Halloween is the season for spookiness. People turn their front yards into fake graveyards, hang plastic skeletons in trees, and carve grotesque faces into pumpkins.
A haunted corn maze would get a lot of delighted visitors.In a recent scarecrow contents in a local park, a dog walker walked skeleton dogs.
This horror decorating can be a way to channel our fears. We live in times fraught with true terror, be it events in the Middle East or in our own country.
On October 25, that terror, true terror, not made up fake terror, hit the small city of Lewiston, Maine. That evening there was a horrendous double mass shooting (18 innocents died in two locations) at the hands (and gun) of a 40 year old man. It was followed by nearly 48 hours of lockdown for residents until it was established that the shooter had taken his own life.

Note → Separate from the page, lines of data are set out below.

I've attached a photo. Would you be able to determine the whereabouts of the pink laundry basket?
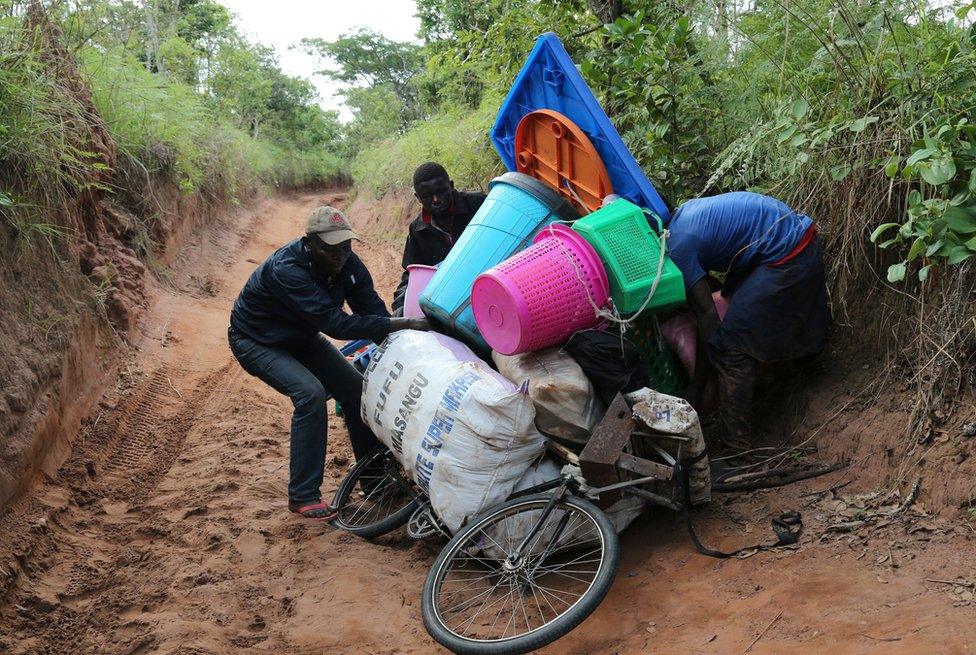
[471,223,610,355]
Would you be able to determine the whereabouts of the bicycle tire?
[421,493,620,655]
[332,448,420,539]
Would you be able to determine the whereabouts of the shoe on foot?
[288,498,339,521]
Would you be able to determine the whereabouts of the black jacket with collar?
[230,239,390,348]
[393,190,485,312]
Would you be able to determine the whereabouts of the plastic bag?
[625,389,712,505]
[361,330,545,530]
[491,348,606,444]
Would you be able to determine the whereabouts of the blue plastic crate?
[491,32,671,223]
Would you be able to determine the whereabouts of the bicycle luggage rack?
[579,393,680,510]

As someone who worked in a community that experienced a mass shooting in 2009 I feel a connection of sorts with each of these communities. I also know that when the national news networks leave the scene, the community is left to deal with its grief.
Back in 2011, my spouse and I vacationed in Brunswick, Maine, which is about 20 miles from Lewiston. It was a beautiful, peaceful area.
The horror I felt on October 25 and the following days was mixed with the good memories I had of that area, including our walk across a bridge with a history tied to the city where I grew up.
I also think of Tampa and the Ybor City shooting of this weekend, a terrible end to a Halloween gathering. Thinking of Tampa also brings back memories of the two years I lived there years ago. Ybor City was where I discovered my beloved strawberry onions.
Gun violence. A national nightmare we aren't waking up from.
This Halloween we ask: Will this be our fate forevermore?